Gathering starts at the end of winter, at the foot of Pushpum, and moves uphill with the spring, following the maturation of plants.
Martin Gibson photo
“We don’t share a lot out to the general public,” said Harvey. “We try to protect our foods, we try to protect our way, our beliefs, our traditions, and now they’re all under threat. I can tell you today, every one of our traditional foods are under threat — our salmon, our suckers, our sturgeon, our lamprey, our deer and elk, and all the different roots that we gather, and our berries — every one of them are under threat. And you know, it’s hard to see our root grounds getting plowed over and thousands of solar panels put on. It’s hard.” Yakama Nation has opposed multiple energy projects on its traditional lands, including the nearby Carriger Solar project.
“I know we’re in a time when we need renewable energy, but why on our root ground? Why on critical deer winter habitat or critical migratory corridors for hawks, for sage grouse, ... and I feel like it’s coming too fast, just like the dams came.”
Harvey recalls her family being “pushed out” from the Maryhill area, Wind River, and Rock Creek.
“It’s not just our community, there’s many communities up and down the river that rely upon Nch’i-Wàna,” Harvey said. “And now, today, we’re feeling the pressures of data centers and the push that they have, and that need that they have for water, and the need that they require for energy, and it’s putting more pressure on us to build more solar, build more green energy.”
“And I say, for who are we building? We’re going green now for data centers. We’re not going green for Washington and Oregon state mandates — we’re going green for data centers now.

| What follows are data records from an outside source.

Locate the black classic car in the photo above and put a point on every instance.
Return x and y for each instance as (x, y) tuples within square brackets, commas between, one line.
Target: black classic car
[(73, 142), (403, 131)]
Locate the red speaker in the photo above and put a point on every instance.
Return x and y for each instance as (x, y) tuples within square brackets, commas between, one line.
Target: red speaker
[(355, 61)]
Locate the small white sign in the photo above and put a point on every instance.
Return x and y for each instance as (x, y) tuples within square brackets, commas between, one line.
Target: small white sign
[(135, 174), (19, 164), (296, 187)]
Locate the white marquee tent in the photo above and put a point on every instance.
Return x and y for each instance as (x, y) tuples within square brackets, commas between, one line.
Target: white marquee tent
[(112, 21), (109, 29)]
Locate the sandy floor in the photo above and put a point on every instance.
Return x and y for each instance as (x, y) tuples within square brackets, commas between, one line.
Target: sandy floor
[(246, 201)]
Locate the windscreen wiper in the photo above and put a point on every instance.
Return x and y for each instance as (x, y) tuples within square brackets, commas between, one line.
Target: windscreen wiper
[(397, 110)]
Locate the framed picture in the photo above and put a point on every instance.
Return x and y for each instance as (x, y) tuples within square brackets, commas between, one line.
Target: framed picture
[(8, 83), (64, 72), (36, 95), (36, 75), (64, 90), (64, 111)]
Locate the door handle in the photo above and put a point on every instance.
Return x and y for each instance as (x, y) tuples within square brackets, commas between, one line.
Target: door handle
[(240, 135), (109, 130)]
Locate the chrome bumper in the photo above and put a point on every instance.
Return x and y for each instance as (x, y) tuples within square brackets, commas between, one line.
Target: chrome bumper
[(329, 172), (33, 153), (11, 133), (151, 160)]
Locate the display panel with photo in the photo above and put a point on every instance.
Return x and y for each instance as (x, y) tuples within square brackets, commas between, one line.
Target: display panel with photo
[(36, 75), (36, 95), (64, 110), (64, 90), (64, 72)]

That’s what I really believe, and you know it’s putting pressure on our sacred areas, our food gathering.”
“I believe we can go green, but in a responsible manner, and not destroy our shrub steppe,” she continued. “We need to do more planning, and having the tribes involved at the earliest stages is really essential.”
Simone Anter, senior attorney at Columbia Riverkeeper, gave a legal update. “There’s no shovels in the ground, and so there’s a real possibility that there won’t be — and we can all use our collective power to stop the project,” she urged.
Sulfur buckwheat and cluster lily in bloom.
Martin Gibson photo
Two key permits are being challenged by Yakama Nation. One’s been in court since 2023. Another water qualitypermit was just appealed, and both groups asked for a re-hearing on the 40-year license from the Federal Energy Regulatory Commission, given last January. They’re also urging the state’s historic preservation officer and Gov. Bob Ferguson to hold up the project, Anter said.
Erik Steimle, Rye’s chief development officer, told Columbia Gorge News in 2024 that pumped storage would be built in this area because “of the appropriate geology, geography, and the transmission is right there, as well as all the renewables that surround the project and need a storage source in this location.”